Medical Properties Trust, Inc. (the “Company”) (NYSE: MPW) today announced financial and operating results for the third quarter and nine months ended September 30, 2012.
THIRD QUARTER AND RECENT HIGHLIGHTS
- Achieved third quarter Normalized Funds from Operations (“FFO”) and Adjusted FFO (“AFFO”) per diluted share of $0.25 and $0.24, respectively, compared with $0.18 per diluted share for both FFO and AFFO in the third quarter of 2011;
- Invested $210 million in new acute care hospital assets with first year cash returns exceeding 10%;
- Agreed to fund additional $149 million in hospital acquisitions and developments, bringing year-to-date acquisitions and commitments total to approximately $781 million;
- Sold two post-acute properties for $42 million, reflecting a 260 point compression in market capitalization rates;
- Paid 2012 third quarter cash dividend of $0.20 per share, representing an 80% Normalized FFO dividend payout ratio.
Included in the financial tables accompanying this press release is information about the Company’s assets and liabilities, net income and reconciliations of net income to FFO and AFFO, all on a comparable basis to 2011 periods.

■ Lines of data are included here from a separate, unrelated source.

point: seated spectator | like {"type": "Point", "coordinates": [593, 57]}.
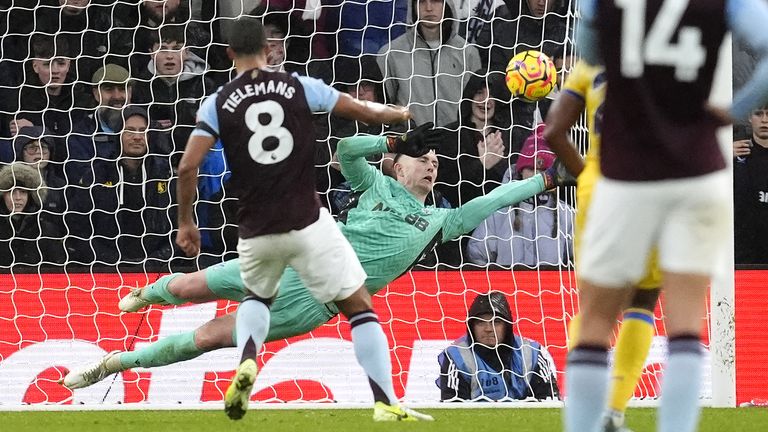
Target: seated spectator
{"type": "Point", "coordinates": [750, 171]}
{"type": "Point", "coordinates": [133, 197]}
{"type": "Point", "coordinates": [26, 236]}
{"type": "Point", "coordinates": [172, 85]}
{"type": "Point", "coordinates": [97, 33]}
{"type": "Point", "coordinates": [537, 232]}
{"type": "Point", "coordinates": [33, 146]}
{"type": "Point", "coordinates": [48, 97]}
{"type": "Point", "coordinates": [427, 67]}
{"type": "Point", "coordinates": [520, 25]}
{"type": "Point", "coordinates": [491, 363]}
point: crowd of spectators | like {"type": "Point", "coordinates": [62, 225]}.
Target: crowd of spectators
{"type": "Point", "coordinates": [98, 98]}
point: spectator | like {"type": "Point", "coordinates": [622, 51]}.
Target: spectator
{"type": "Point", "coordinates": [96, 134]}
{"type": "Point", "coordinates": [474, 155]}
{"type": "Point", "coordinates": [520, 25]}
{"type": "Point", "coordinates": [26, 236]}
{"type": "Point", "coordinates": [172, 84]}
{"type": "Point", "coordinates": [473, 15]}
{"type": "Point", "coordinates": [96, 33]}
{"type": "Point", "coordinates": [539, 231]}
{"type": "Point", "coordinates": [426, 68]}
{"type": "Point", "coordinates": [132, 196]}
{"type": "Point", "coordinates": [491, 363]}
{"type": "Point", "coordinates": [750, 172]}
{"type": "Point", "coordinates": [292, 45]}
{"type": "Point", "coordinates": [48, 97]}
{"type": "Point", "coordinates": [365, 27]}
{"type": "Point", "coordinates": [33, 146]}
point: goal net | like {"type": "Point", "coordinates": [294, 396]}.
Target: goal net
{"type": "Point", "coordinates": [66, 265]}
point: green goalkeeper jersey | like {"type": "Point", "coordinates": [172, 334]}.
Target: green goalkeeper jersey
{"type": "Point", "coordinates": [389, 229]}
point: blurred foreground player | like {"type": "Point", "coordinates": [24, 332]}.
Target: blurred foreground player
{"type": "Point", "coordinates": [664, 184]}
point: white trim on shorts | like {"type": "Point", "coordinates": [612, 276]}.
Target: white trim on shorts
{"type": "Point", "coordinates": [320, 254]}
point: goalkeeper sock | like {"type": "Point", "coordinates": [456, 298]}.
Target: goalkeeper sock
{"type": "Point", "coordinates": [372, 352]}
{"type": "Point", "coordinates": [157, 292]}
{"type": "Point", "coordinates": [165, 351]}
{"type": "Point", "coordinates": [252, 325]}
{"type": "Point", "coordinates": [679, 409]}
{"type": "Point", "coordinates": [632, 347]}
{"type": "Point", "coordinates": [587, 384]}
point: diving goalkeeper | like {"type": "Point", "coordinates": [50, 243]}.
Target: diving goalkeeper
{"type": "Point", "coordinates": [390, 230]}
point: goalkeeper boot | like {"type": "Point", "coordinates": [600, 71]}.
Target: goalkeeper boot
{"type": "Point", "coordinates": [556, 176]}
{"type": "Point", "coordinates": [384, 412]}
{"type": "Point", "coordinates": [239, 392]}
{"type": "Point", "coordinates": [94, 373]}
{"type": "Point", "coordinates": [614, 422]}
{"type": "Point", "coordinates": [133, 302]}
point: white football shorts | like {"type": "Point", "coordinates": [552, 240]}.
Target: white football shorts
{"type": "Point", "coordinates": [320, 254]}
{"type": "Point", "coordinates": [684, 218]}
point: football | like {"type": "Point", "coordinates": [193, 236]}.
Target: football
{"type": "Point", "coordinates": [531, 75]}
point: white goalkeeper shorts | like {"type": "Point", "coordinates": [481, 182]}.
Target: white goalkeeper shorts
{"type": "Point", "coordinates": [320, 254]}
{"type": "Point", "coordinates": [684, 218]}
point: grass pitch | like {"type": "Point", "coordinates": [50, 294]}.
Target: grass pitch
{"type": "Point", "coordinates": [352, 420]}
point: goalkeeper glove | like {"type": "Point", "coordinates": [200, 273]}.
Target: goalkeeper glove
{"type": "Point", "coordinates": [416, 142]}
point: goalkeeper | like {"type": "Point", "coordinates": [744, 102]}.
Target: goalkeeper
{"type": "Point", "coordinates": [390, 230]}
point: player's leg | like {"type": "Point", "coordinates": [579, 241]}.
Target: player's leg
{"type": "Point", "coordinates": [220, 281]}
{"type": "Point", "coordinates": [690, 248]}
{"type": "Point", "coordinates": [262, 261]}
{"type": "Point", "coordinates": [215, 334]}
{"type": "Point", "coordinates": [331, 271]}
{"type": "Point", "coordinates": [631, 350]}
{"type": "Point", "coordinates": [615, 245]}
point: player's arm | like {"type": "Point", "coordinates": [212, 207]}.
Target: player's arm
{"type": "Point", "coordinates": [323, 98]}
{"type": "Point", "coordinates": [352, 153]}
{"type": "Point", "coordinates": [745, 18]}
{"type": "Point", "coordinates": [201, 140]}
{"type": "Point", "coordinates": [563, 114]}
{"type": "Point", "coordinates": [369, 112]}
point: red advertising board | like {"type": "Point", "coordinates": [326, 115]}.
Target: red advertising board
{"type": "Point", "coordinates": [52, 322]}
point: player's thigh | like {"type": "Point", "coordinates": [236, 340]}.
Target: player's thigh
{"type": "Point", "coordinates": [295, 311]}
{"type": "Point", "coordinates": [262, 262]}
{"type": "Point", "coordinates": [692, 239]}
{"type": "Point", "coordinates": [652, 277]}
{"type": "Point", "coordinates": [624, 220]}
{"type": "Point", "coordinates": [224, 281]}
{"type": "Point", "coordinates": [327, 264]}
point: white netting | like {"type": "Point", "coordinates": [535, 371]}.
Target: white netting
{"type": "Point", "coordinates": [109, 225]}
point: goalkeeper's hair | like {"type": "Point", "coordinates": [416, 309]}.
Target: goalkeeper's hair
{"type": "Point", "coordinates": [246, 36]}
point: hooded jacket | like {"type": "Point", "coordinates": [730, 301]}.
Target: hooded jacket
{"type": "Point", "coordinates": [518, 368]}
{"type": "Point", "coordinates": [429, 81]}
{"type": "Point", "coordinates": [26, 238]}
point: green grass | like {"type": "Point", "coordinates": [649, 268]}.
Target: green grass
{"type": "Point", "coordinates": [474, 420]}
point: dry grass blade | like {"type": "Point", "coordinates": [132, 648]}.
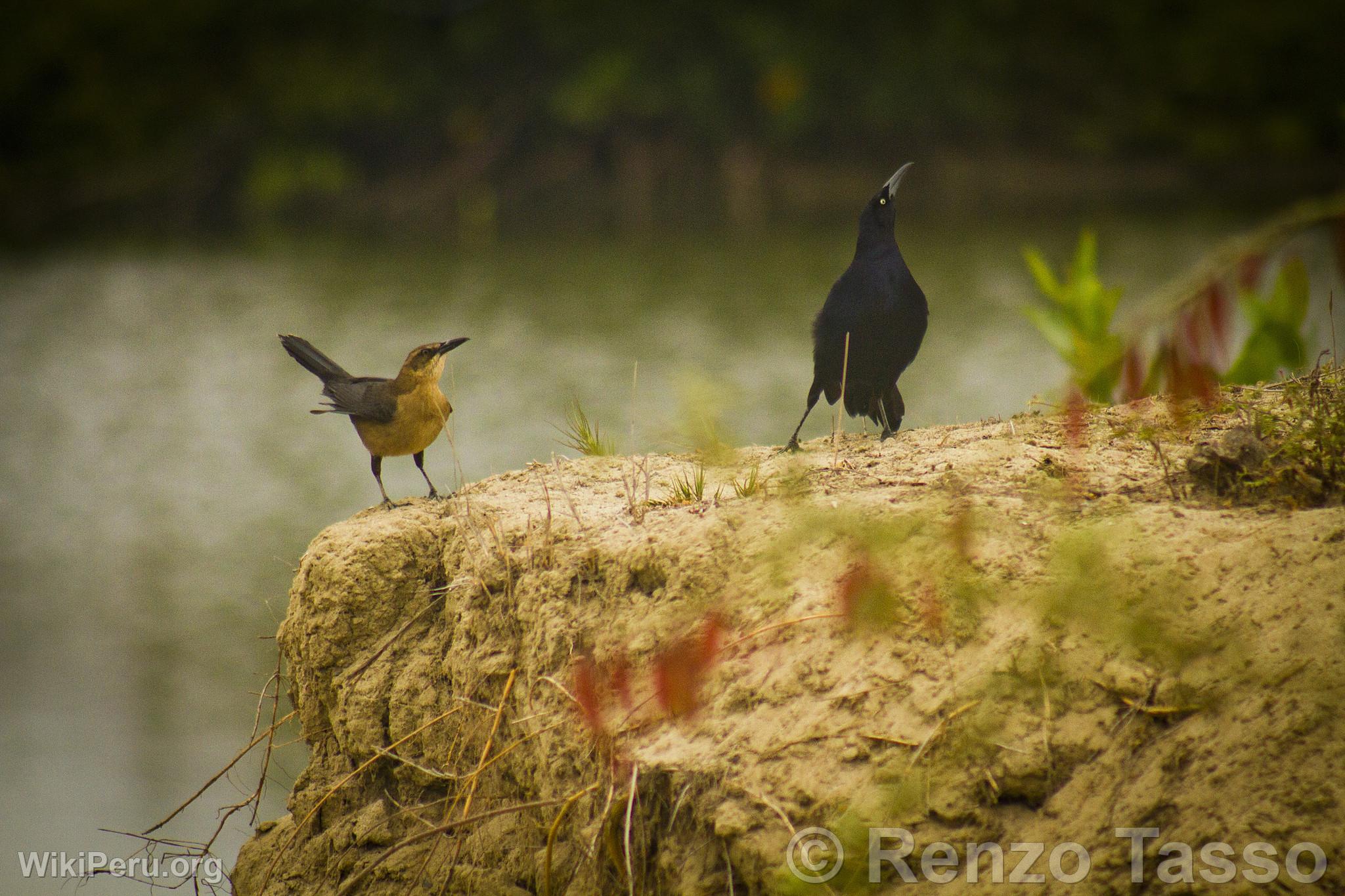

“We are executing our dynamic acquisition and operating investment strategy and this is continuing to drive strong financial results,” said Edward K. Aldag, Jr., Chairman, President and CEO of Medical Properties Trust. “For the second consecutive quarter we achieved FFO growth per share of more than 35% while continuing to build a diversified portfolio based on tenant, property and geographic mix. As we expected, our third quarter FFO payout ratio improved to 80% and our recent acquisitions should drive our in-place portfolio FFO payout ratio to 74%. We continue to exceed our lease and EBITDAR coverage targets, which consistently lead the industry and contribute to the cap rate compression demonstrated by our recent property sales.”